Ha descritto le difficoltà della genitorialità moderna: «Oggi i genitori sono messi alla prova da ritmi frenetici, dall’uso pervasivo della tecnologia e da un modello familiare più flessibile che, pur avendo aspetti positivi, porta nuove pressioni e aspettative. Per questo la collaborazione scuola-famiglia è fondamentale: solo insieme possiamo affrontare queste sfide».

Famiglie nuove: una rete internazionale di solidarietà

Mauro Montesi e Sara Simonetti hanno raccontato la loro esperienza: «Famiglie nuove è una grande famiglia internazionale, nata dal movimento dei Focolari. I nostri progetti non nascono in astratto ma rispondono ai bisogni concreti che ci vengono segnalati dalle comunità locali. Così abbiamo potuto sostenere la scuola “Fiore” in Guatemala, dare nuove speranze ai bambini abbandonati in Thailandia e accompagnare famiglie in difficoltà in tante parti del mondo».

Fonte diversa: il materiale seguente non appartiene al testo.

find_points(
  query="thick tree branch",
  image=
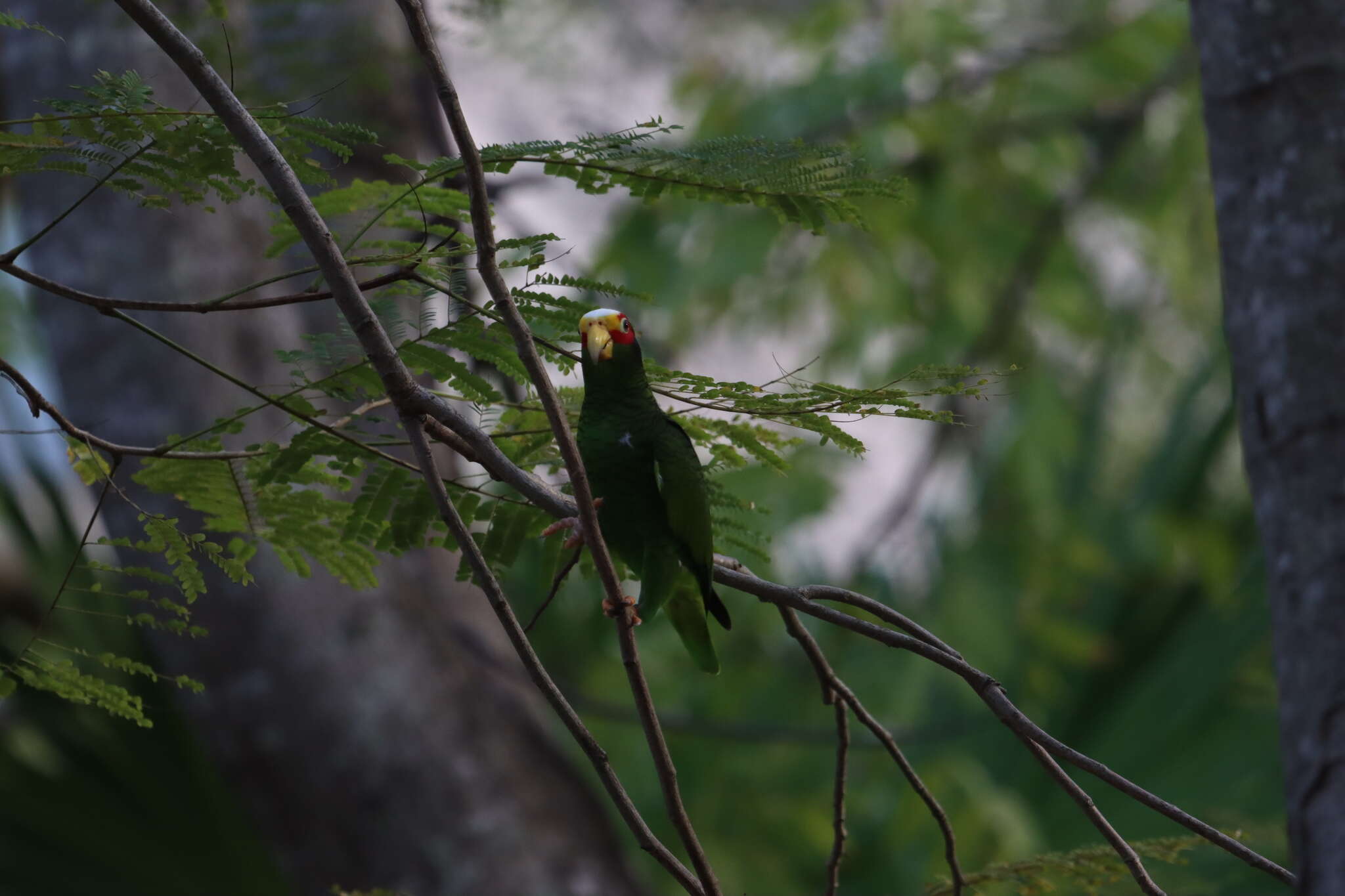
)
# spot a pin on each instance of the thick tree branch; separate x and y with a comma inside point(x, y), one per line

Hanno aggiunto: «Il nostro metodo è semplice: stare accanto a chi soffre, condividere le necessità e offrire risposte educative e di inclusione. Questo è il nostro modo per contribuire a una società più giusta».

Fraternità: una goccia nell’oceano che fa la differenza

Angela Preite, presidente dell’Associazione Fraternità, ha ricordato: «Come diceva madre Teresa di Calcutta, siamo una goccia nell’oceano, ma se quella goccia non ci fosse, all’oceano mancherebbe. Oggi siamo 200 famiglie, di cui 50 accolgono 72 bambini. Non parliamo di affido ma di accoglienza, perché accogliere significa permettere a un’altra persona di entrare nella propria vita».

Ha portato esempi concreti: «Quest’anno abbiamo collaborato con il Comune e l’Ufficio scolastico provinciale di Cremona per mantenere aperta una scuola elementare che rischiava la chiusura per denatalità. Grazie ai bambini accolti e alle nostre famiglie, la scuola è rimasta aperta. È questo che intendiamo per coesione sociale».

Il valore educativo dei metodi naturali

Mario Della Mercedes e Cinzia Ponte hanno presentato la Confederazione Italiana dei Centri per la Regolazione Naturale della Fertilità: «Il cuore del nostro servizio è fare in modo che ogni coppia possa scoprire la bellezza della sessualità attraverso la conoscenza della fertilità. Vogliamo diffondere consapevolezza, perché troppi giovani oggi non conoscono il funzionamento del proprio corpo».

Hanno ricordato il loro impegno educativo: «Siamo presenti nelle scuole con percorsi di educazione all’affettività e alla sessualità, sempre in collaborazione con i genitori. Aiutiamo ragazze e ragazzi a vivere il proprio corpo come dono, responsabilità e occasione di crescita».

Conclusioni

L’incontro si è concluso con la consapevolezza che la famiglia è il primo attore della coesione sociale. «In famiglia la persona è amata, accolta e resa capace di costruire», è stato ricordato. Le testimonianze hanno mostrato come, attraverso il dialogo, e l’accoglienza, la famiglia diventi davvero protagonista del bene comune.